Thursday, June 15, 2006

Kambing Aneka-warna Berkepala-batu dst.


Kenapa harus selalu ada identifikasi dengan sesuatu, dengan Romo Semar misalnya? Baru saja terlintas dalam pikiranku. Romo Semar yang ketika mudanya menelan gunung sehingga di masa tua seperti itu bentuknya. Mengapa Romo Semar menelan gunung di masa mudanya? Apakah karena kesombongannya? Lalu mengapa Togog Tejomantri adanya di Ramayana, menjadi abdi Kumbokarno Sang Raksasa yang Hening Hatinya - namun sedih pada akhirnya? Dan Batara Guru, mengapa dia ada di Kahyangan?

Apa pentingnya mereka semua bagiku, bagi desaku, bagi kalaku, bagi patraku? Kenapa harus selalu ada aku? Dunia ini, mengapa? Ya Allah Gusti kawula, inilah sahaya hamba yang hina lagi tak tahu diuntung. Sahaya hamba yang busuk hati dan kelakuan, yang berjalan pongah di atas bumi Gusti Allah, merusak diri dan persekitarannya. Ingin rasanya hamba menangis menyesali diri, tapi keras hati ini, Ya Gusti Penguasa Segala...

Sungguh sangat ingin kuakhiri entry ini, tapi bagaimana dengan komitmen tiga paragraf; sepertinya sudah sering kulanggar. Kemarin setelah Bang Fred berangkat untuk bertemu dengan Bang Safri, sekitar jam empatbelas tigapuluh aku pergi meninggalkan Cimanggis. Pamit kepada Mbak Imed untuk mencari udara segar. Di sinilah Kambing Aneka-warna Berkepala-batu dan Sekitarnya dimulai, membahana berdentam-dentam di setiap bilik hatiku.

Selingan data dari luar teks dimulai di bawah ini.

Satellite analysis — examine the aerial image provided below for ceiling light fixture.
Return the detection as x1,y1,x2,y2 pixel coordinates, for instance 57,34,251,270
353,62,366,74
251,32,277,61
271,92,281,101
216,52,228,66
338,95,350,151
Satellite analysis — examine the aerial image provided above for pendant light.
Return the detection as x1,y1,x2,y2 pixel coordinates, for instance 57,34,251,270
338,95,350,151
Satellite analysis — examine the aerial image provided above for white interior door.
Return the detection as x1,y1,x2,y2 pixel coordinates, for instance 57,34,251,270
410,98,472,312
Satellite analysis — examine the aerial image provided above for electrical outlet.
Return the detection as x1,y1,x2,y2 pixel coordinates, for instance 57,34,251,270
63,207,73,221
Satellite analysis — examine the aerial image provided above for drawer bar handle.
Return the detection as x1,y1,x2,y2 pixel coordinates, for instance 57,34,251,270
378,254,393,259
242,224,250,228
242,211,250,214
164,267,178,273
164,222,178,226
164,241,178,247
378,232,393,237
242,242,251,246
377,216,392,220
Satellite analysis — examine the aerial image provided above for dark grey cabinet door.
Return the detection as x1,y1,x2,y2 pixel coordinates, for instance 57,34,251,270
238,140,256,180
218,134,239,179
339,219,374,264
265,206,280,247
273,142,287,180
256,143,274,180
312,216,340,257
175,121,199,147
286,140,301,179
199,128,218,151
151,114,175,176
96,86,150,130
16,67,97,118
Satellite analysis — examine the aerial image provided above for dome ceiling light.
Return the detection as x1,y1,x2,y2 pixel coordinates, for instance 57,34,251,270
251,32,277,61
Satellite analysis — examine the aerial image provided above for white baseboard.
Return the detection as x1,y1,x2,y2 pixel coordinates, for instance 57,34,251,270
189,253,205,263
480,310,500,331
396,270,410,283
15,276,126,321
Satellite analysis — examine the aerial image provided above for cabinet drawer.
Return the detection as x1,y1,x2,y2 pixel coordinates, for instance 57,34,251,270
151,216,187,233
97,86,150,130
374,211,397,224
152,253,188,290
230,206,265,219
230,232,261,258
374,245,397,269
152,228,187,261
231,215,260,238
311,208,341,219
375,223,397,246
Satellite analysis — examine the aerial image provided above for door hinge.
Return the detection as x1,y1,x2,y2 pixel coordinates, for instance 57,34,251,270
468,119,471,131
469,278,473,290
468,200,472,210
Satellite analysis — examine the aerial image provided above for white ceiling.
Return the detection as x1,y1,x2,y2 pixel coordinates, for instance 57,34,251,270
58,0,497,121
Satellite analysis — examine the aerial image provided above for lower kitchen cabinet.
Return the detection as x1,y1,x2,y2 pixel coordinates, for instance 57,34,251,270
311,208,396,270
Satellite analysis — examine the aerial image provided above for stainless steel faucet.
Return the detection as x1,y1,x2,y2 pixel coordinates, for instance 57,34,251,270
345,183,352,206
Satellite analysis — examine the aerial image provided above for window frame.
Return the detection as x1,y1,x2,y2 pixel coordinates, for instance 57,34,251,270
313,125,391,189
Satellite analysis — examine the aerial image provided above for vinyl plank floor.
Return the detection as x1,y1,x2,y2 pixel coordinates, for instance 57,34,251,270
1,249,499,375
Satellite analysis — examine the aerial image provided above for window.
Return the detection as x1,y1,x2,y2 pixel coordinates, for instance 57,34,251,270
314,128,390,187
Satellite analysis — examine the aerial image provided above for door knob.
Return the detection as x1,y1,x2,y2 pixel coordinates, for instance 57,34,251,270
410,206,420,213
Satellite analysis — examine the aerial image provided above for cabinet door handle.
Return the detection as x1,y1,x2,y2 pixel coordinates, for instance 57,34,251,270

Hiruk-pikuk riuh-rendah, segala sesuatu yang sungguh kubenci namun kurindukan - hanya untuk berakhir pada kemafhuman bahwa senyatanya memang aku benci semua itu. Kebodohan yang selalu kuulang-ulang. Pertaruhan mahal atas reputasiku sebagai penguasa tujuh samudera dengan hati yang bilik-biliknya tak pernah cukup menampung rasia dunia. Tentu saja aku selalu kalah. Aku tidak bakat berjudi, dan hidupku tidak mengundi nasib.

Patriark! Tegakkan bahumu! Jangan biarkan melorot menekan perutmu yang semakin tumpah ruah, menurut saja pada gaya tarik bumi. Telan semua rasa sakit, itu baik bagimu! Telan dan jangan mengeluh! Bukan ramuan akar-akaran dan dedaunan, tetapi tanah murni. Tanah yang berusaha keras untuk terus menampung berak semua pendurhaka dan semua sahaya dan semua yang ada di antaranya.

Kau Patriark harus kokoh, sekokoh bumi yang menyangga gunung dan menampung lembah - bahkan lebih kokoh lagi. Jangan sekali pun kau membatin: Aku tidak pernah berjanji untuk melakukan itu. Wanti-wanti jangan sekali-kali kau sedurhaka itu, karena durhakamu tidak mungkin dilakukan atas kesilapan, apalagi kebodohan - Kau Patriark. Ingin rasanya hamba menangis menyesali diri, tapi keras hati ini, Ya Gusti Pencipta Segala Iba...

Telah tersedia bagimu Cinta. Bukan cinta, melainkan Cinta. Kau Patriark. Hukum Pidana B, Hukum Acara Perdata A, Hukum Pajak B, Hukum Perdata C, Tanah Sebagai Jaminan Utang A-, Agama Islam B+,... tinggal Kekuasaan Kehakiman Ditinjau dari Segi HTN masih I, nanti Selasa, 20 Juni 2006.